Not all purebred Akita puppies are put up for adoption or for sale. If you are seriously considering adopting one from the few that are offered to the public, you must first check the quality of the Akita puppy you propose to get.
Explore your options carefully. An Akita puppy may be cuddly cute, but you should never get one on a whim. It is best to read all available information about the breed like grooming, care, health problems, temperament, diet, etc. Go visit the vet or a string of local breeders and find out what you can about the breed before committing yourself.
If possible, make a list of questions. Having sufficient general information about the Akita breed will help you make more direct and pertinent questions. If you decide to approach one or two local breeders, you might as well take into consideration the dog breeding facility itself. Knowing the background of the dog breeding company will show you a glimpse of the "quality" of Akita puppies they have to offer. Ask yourself:
Does the kennel look clean? Do the dogs here look healthy? Is this breeder making brisk business?

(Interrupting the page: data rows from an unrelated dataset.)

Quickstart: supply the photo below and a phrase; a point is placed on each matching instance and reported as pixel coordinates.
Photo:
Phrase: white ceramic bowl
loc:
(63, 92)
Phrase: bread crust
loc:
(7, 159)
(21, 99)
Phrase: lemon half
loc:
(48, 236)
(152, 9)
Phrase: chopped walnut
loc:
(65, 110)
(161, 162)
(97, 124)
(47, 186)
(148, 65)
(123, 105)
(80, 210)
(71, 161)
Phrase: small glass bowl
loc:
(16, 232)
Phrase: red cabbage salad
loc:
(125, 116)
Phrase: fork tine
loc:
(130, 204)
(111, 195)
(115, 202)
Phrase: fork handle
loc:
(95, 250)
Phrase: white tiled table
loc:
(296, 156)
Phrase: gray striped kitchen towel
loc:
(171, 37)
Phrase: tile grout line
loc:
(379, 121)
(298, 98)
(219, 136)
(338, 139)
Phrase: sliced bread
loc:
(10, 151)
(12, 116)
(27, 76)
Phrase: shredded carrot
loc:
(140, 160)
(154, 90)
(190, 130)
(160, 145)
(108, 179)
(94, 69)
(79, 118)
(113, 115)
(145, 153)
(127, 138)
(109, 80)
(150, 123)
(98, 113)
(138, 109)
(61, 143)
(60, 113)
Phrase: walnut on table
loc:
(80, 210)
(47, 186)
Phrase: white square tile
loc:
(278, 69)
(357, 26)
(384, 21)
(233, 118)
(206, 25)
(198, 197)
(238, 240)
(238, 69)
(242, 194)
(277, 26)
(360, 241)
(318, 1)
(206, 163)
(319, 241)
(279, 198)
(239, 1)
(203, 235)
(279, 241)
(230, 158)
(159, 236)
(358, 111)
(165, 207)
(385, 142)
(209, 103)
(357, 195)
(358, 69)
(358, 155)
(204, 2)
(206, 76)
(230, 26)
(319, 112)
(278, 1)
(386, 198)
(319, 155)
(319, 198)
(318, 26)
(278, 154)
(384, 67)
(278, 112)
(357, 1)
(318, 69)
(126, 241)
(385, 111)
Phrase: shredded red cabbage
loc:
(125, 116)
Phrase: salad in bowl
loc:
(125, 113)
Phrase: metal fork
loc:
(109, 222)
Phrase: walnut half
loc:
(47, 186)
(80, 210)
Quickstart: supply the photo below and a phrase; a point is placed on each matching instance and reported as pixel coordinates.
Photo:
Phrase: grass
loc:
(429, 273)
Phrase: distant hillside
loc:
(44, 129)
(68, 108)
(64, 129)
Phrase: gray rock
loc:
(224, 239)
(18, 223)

If you answer 'yes' to all these questions, chances are you have gotten yourself a fine deal. After choosing the breeder to acquire your Akita puppy from, file an application for adoption and then go home and wait. As a rule, responsible breeders plan their breeding programs carefully, and they may only offer one or two of these per year. Never accept purebred puppies that seem to materialize from nowhere; check details like the name and qualities of its dame and sire. If the breeder cannot present you these papers, then choose another breeder that can.
Temperament, like the puppy's physical stature, can be inherited from its parents. Responsible breeders test puppies' temperaments and try to diligently match them with applicants. If the breeders call you up to say that your puppy is available, make sure you also ask them for your puppy's legal papers. All purebred dogs have papers, and yours should be no exception.
On the other hand, if you decide instead to search for Akita puppies from local animal shelters or dog pounds, it might be advisable first to apply as a foster parent to one or two facilities. This "temporary" arrangement can help you gauge whether an Akita puppy is suitable for your lifestyle or not. Animal shelters and dog pounds will only be more than happy to let you take care of their wards, even for just a brief period.
You have to remember, though, that Akita puppies from shelters and pounds have no official papers, and they may need more vet care than those that come straight from the Akita breeders. Animals that end up in shelters and pounds invariably contract one or two behavioral problems. These may be curbed early on, especially if you train your dog in socialization. Older puppies, however, may be more difficult to manage, so try to get one that is more than a few weeks old but less than 6 months in age.